Но судьба снова выручила — меня познакомили с Бакуром Бакурадзе и Юлией Мишкинене, они пригласили меня поработать к ним на студию, и я смонтировал фильм «Интимные места», с которым мы так удачно съездили на «Кинотавр».
— Новый фильм Бакурадзе «Генерал» тоже вы будете монтировать?
— Я не знаю, он пока не снят, но если Бакур предложит — я с восторгом возьмусь. Во-первых, монтаж — моя любимая работа. Во-вторых, у нас сложились отличные отношения. Он мне очень помогал с монтажом «Хамелеона», его можно назвать худруком нашего кино. Смотрим, например, сцену, и Бакур внушительно произносит: «Слушай, это кадр надо хэрить. Он пустой».
— Сколько вы с Эльвином делали фильм?
— Съемочный период длился вообще всего шесть дней.
— Главного героя-иммигранта вы одели, как Балабанов — кочегара в «Кочегаре»: во все свое.

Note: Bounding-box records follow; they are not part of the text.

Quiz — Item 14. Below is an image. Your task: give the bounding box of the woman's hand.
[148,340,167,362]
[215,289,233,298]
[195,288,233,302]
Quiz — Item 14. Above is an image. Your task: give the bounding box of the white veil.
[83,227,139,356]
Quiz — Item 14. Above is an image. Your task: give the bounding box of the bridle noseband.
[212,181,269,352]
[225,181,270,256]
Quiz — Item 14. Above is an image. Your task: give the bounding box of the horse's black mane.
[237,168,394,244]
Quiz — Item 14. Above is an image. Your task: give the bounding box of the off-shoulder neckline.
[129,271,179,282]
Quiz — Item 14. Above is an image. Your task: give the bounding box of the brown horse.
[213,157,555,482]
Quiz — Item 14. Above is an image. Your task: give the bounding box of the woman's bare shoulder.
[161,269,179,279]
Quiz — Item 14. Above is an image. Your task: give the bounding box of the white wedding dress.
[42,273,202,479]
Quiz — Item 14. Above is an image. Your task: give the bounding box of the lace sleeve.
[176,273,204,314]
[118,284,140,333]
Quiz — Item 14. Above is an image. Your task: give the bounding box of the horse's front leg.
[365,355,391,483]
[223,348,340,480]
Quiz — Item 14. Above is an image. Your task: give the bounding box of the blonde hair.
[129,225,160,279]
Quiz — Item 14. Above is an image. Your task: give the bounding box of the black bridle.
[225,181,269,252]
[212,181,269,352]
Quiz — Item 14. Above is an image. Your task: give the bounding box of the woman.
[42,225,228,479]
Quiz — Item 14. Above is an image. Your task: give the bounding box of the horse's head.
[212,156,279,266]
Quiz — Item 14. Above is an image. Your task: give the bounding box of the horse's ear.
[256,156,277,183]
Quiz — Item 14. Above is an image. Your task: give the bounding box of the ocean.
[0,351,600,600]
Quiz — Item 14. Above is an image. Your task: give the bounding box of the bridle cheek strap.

— Да, рубашка в клеточку моя, узкие красные джинсы мои, даже конверсы мои. Конечно, человек, который приехал из-за границы продавать отчий дом, — мое альтер эго. Соавтор даже предлагал мне сыграть его самому, но это было бы неудобно: Эльвин ведь тоже взял себе роль — простого сельского парня, который помогает герою сделать в доме ремонт. В сценах, где мы участвовали оба, попросту было бы некому руководить процессом — у нас и так группа состояла из четверых человек. Оператор тоже появился в кадре — сыграл рабочего, на которого кричит застройщик. В остальных ролях — маляр, слесарь, инспектор сельского ДК.
— А второй главный герой — человек, похожий на молодого Роднянского, менеджер строительной компании, которому иммигрант продает дом на фоне строительного бума в родном краю?
— Вот он — театральный актер. У иммигранта — режиссерское образование, но сейчас он тоже играет в Театре русской драмы в Баку. Остальные — непрофессионалы.
— Расскажи о своем соавторе Эльвине Адыгозеле.
— Когда мы познакомились, я посмотрел его короткометражку и обалдел — насколько современно она выглядит. Потом разговорились о кино, и он такой: «Помнишь такой-то фильм — он еще побеждал в таком-то году в Сан-Себастьяне?» Он работал на евлахском телевидении, делал программу об авторском кино, а еще с помощью казенной аппаратуры снимал отличные безбюджетные короткометражки. Реально без денег, вообще! Ездил по маленьким селам, находил людей, объяснял: «Вот я тут снимаю кино, надо помочь». У него, например, есть потрясающий фильм «В тумане» — он его снял до Лозницы! — про старичка, работающего в сельской пивоварне, и его отношения с внуком. Герою под девяносто, он на работу ездит на велосипеде и взрослому внуку запрещает смотреть телевизор. В отличие от меня у Эльвина нет планов снимать за границей — он принципиально хочет остаться и работать в Азербайджане.
— Насколько вообще реально в Азербайджане спокойно заниматься творчеством?
— Ну мы же сняли кино, вот на фестиваль с ним съездили. Баку — дико богемный, европейский город, ты даже представить себе не можешь. Там в барах проходят поэтические слэмы, читают очень смелые стихи. Все мои друзья, приезжавшие в Баку, приятно удивлены. Проблема не в чьих-то кознях, а в рудиментах советского прошлого, которые засели в мозгах у старшего поколения. Стереотипы таковы: нельзя серьезное кино снять, скажем, на айфон, как Пак Чхан Ук. Если на фильм выделено меньше трехсот тысяч долларов, это какая-то самодеятельность. Если самодеятельность взяли на большой фестиваль — значит, авторы удачно закосили под западную конъюнктурщину. А кино — это группа из ста пятидесяти человек, кабель, который тянется через всю площадку, и вопли в мегафон. Иначе — преступление против искусства, неуважение к кинематографу. И к старшим, конечно, — Кубрик в гробу переворачивается. Кубрик в представлении бакинских киноведов с вгиковским образованием — вообще последний нормальный режиссер, нормальных живых уже не осталось. Но мы потихоньку берем свое. Вот мой друг Эльмар Иманов окончил киношколу в Кельне и за короткометражку «Качели гробовщика» («The Swing of The Coffin Maker») получил студенческий «Оскар». Мой товарищ Имам Гасан сейчас снимает дико смешное мокьюментари про пастуха из азербайджанской деревни, который мечтает купить голландскую корову, а местное население против. Наивно пока говорить о «новой волне» — но появилось довольно много дерзких ребят, которые мыслят наперекор старым штампам.